149. Charting a Geographer's Career with Ron Grim

149. Charting a Geographer's Career with Ron Grim

Dr. Ron Grim has been a geographer for over 40 years. After receiving his PhD from the University of Maryland, Ron embarked on a career that included stops at the National Archives of the United States, the Library of Congress, and the Leventhal Map and Education Center at the Boston Public Library.

On today’s episode, Ron joins Jim Ambuske to discuss his long career as a geographer working with maps at these prestigious institutions. Geography is the study of humanity’s relationship with the Earth and its landscape, something that maps help to illuminate.
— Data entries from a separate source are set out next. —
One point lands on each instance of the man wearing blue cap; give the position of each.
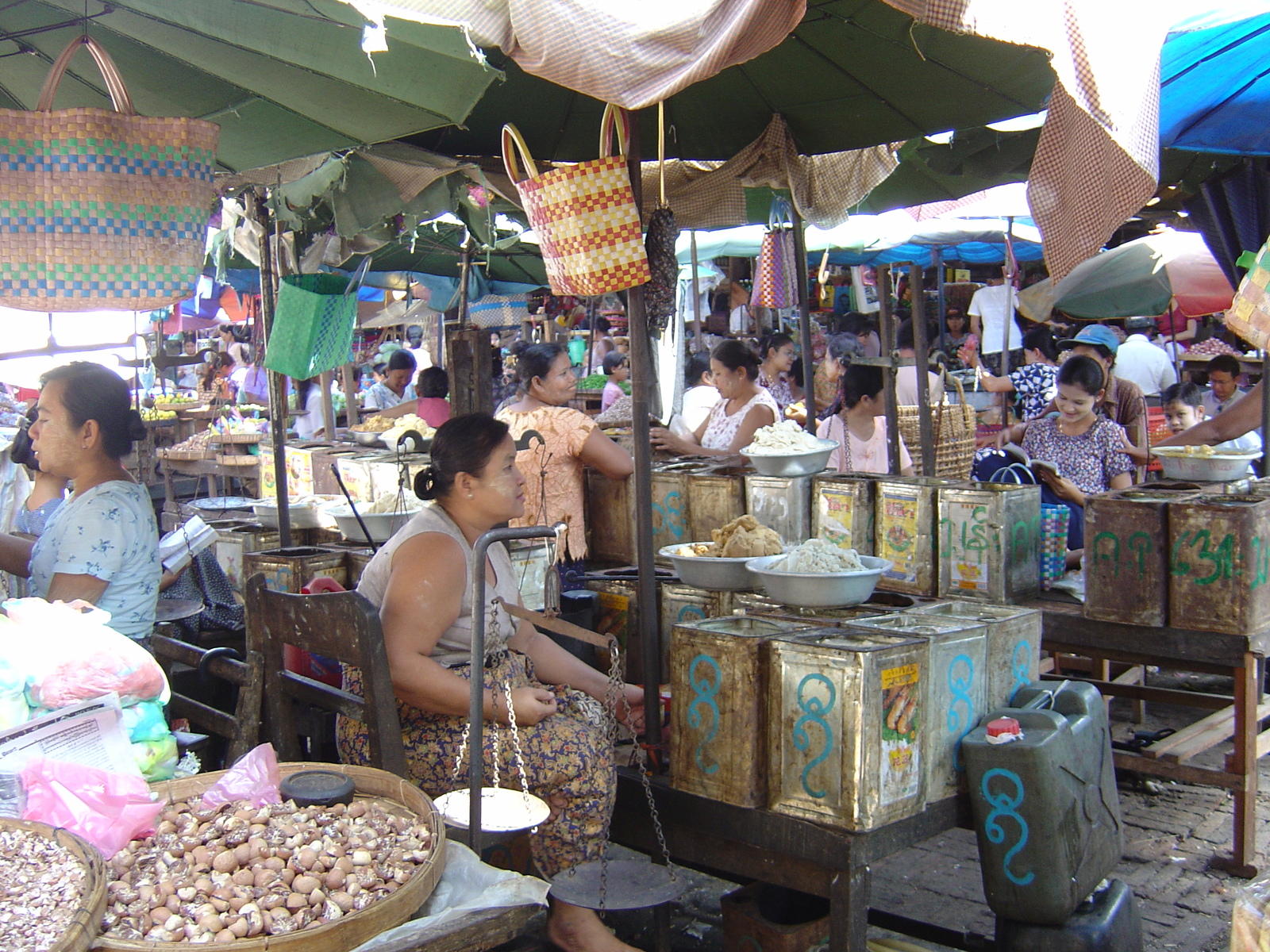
(1122, 401)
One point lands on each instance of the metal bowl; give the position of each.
(1219, 467)
(366, 440)
(708, 571)
(793, 463)
(829, 590)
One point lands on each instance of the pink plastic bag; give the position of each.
(106, 809)
(254, 778)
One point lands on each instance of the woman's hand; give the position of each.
(531, 704)
(662, 438)
(632, 714)
(1062, 488)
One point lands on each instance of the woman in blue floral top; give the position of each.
(1034, 381)
(102, 545)
(1086, 450)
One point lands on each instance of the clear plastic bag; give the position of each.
(106, 809)
(67, 654)
(1250, 926)
(254, 778)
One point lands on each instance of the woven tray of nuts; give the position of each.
(279, 876)
(52, 889)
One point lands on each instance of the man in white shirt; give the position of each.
(1142, 362)
(992, 313)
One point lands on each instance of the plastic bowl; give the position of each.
(380, 524)
(793, 463)
(1219, 467)
(829, 590)
(709, 573)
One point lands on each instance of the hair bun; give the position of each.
(425, 484)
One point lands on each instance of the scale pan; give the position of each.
(501, 810)
(633, 884)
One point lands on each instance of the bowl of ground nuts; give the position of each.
(279, 875)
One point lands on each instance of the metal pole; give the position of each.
(887, 332)
(476, 695)
(804, 313)
(643, 386)
(921, 365)
(700, 340)
(277, 390)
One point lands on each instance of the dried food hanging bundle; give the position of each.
(660, 291)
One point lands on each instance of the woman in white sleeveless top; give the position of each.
(743, 406)
(419, 583)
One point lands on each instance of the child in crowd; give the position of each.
(618, 370)
(1086, 450)
(860, 427)
(1184, 408)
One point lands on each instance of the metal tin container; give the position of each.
(687, 605)
(718, 711)
(783, 505)
(842, 512)
(1221, 559)
(670, 493)
(715, 498)
(905, 532)
(291, 569)
(234, 539)
(956, 689)
(1013, 640)
(610, 518)
(1127, 555)
(990, 541)
(846, 727)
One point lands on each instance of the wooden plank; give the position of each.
(1208, 738)
(1168, 696)
(474, 932)
(1181, 774)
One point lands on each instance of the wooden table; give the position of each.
(740, 843)
(1067, 630)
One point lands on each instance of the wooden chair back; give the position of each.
(343, 626)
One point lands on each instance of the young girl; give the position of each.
(618, 370)
(1086, 448)
(1184, 408)
(860, 428)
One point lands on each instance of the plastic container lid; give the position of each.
(318, 789)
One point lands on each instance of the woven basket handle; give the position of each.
(110, 71)
(615, 120)
(514, 144)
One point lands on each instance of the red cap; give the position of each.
(1003, 725)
As you’ll hear, maps are powerful teaching tools that can help us understand our place in the world, or at least the way we imagine it.

Ron is helping the Washington Library evaluate its recently acquired Richard H. Brown Revolutionary War Map Collection. We’ve been fortunate to benefit from his expertise, just as others have over the last four decades.

And be sure to stick around until the end of today’s show. Ron and Jim discuss a criminal caper involving a nefarious map dealer and how Ron’s detective work led to the recovery of a map by Samuel de Champlain.

About Our Guest:

Ron Grim is a graduate of the University of Maryland where he received his Ph.D. in Historical Geography. He is Curator of Maps Emeritus at the Norman B. Leventhal Map and Education Center at the Boston Public Library. He joined the Leventhal Center in January 2005 after a three-decade career working with maps at the National Archives and the Library of Congress. He has curated a number of major exhibitions, including “Rivers, Edens, Empires: Lewis & Clark and the Revealing of America” (Library of Congress, 2003) and “We Are One: Mapping America’s Road from Revolution to Independence” (Leventhal Center, 2015).

About Our Host:

Jim Ambuske, Ph.D. leads the Center for Digital History at the Washington Library. A historian of the American Revolution, Scotland, and the British Atlantic World, Ambuske graduated from the University of Virginia in 2016. He is a former Farmer Postdoctoral Fellow in Digital Humanities at the University of Virginia Law Library. At UVA Law, Ambuske co-directed the 1828 Catalogue Project and the Scottish Court of Session Project.  He is currently at work on a book about emigration from Scotland in the era of the American Revolution as well as a chapter on Scottish loyalism during the American Revolution for a volume to be published by the University of Edinburgh Press.